Predicting out-of-sample for autoregressive models

Hi All,

Is there an easy way to make out-of-sample predictions for autoregressive models? I’m running some forecasting models with two AR components (one is seasonal) and I can’t find a simple way to generate estimates. Any help would be appreciated

Do you mean like `sample_ppc`? This is a good guide for that.

Thanks, @colcarroll !

It’s possible that I haven’t set up my AR coefficients correctly for these purposes, but since each new observation is based on the previous N observations, I can’t seem to forecast out with PPC, since I can’t pass Y_{t-N} to a shared variable, as it won’t have been estimated yet for the future y_t I’m trying to estimate.

In other words, if my latest in-sample time point is t_100 and the expectation for my likelihood is y_t = a + phi*y_{t-7} , then I have to estimate t_101 before I can get to t_108, which I’m not sure I can do with sample_ppc.

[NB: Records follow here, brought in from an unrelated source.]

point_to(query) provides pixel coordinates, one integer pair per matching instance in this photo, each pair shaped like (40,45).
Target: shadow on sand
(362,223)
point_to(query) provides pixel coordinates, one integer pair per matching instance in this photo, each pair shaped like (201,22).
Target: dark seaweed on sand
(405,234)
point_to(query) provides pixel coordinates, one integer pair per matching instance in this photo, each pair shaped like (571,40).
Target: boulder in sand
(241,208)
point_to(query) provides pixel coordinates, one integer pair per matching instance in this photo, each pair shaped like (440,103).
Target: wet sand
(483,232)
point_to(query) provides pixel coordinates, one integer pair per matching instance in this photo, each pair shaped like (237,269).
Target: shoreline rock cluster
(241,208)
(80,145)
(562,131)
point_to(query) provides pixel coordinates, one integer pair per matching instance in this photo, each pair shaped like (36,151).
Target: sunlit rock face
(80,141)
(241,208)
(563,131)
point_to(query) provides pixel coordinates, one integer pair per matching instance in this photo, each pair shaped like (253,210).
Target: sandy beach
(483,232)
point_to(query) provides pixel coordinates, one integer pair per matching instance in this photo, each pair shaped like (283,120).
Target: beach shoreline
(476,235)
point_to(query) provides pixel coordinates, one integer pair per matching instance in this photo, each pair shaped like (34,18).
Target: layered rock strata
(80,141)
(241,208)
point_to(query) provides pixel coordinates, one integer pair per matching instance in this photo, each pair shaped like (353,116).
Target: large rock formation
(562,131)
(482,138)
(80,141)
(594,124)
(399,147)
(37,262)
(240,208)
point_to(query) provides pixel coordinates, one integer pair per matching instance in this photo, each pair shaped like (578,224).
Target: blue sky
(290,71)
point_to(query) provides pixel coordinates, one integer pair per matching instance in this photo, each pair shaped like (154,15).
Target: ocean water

I dont think you can do it using sample_ppc, as `AR` and `AR1` does not have a random method.

You will have to write a generative function, and index to the posterior samples (as trace `point`) to generate ppc.

I believe I have a basic working version of this. Assumes your trace has a `rho` and `scale`. This also allows for multiple observations for the same date, which is often a case I’m working with. But if you want to just have one observation per date you could just remove the `date_idx` parts.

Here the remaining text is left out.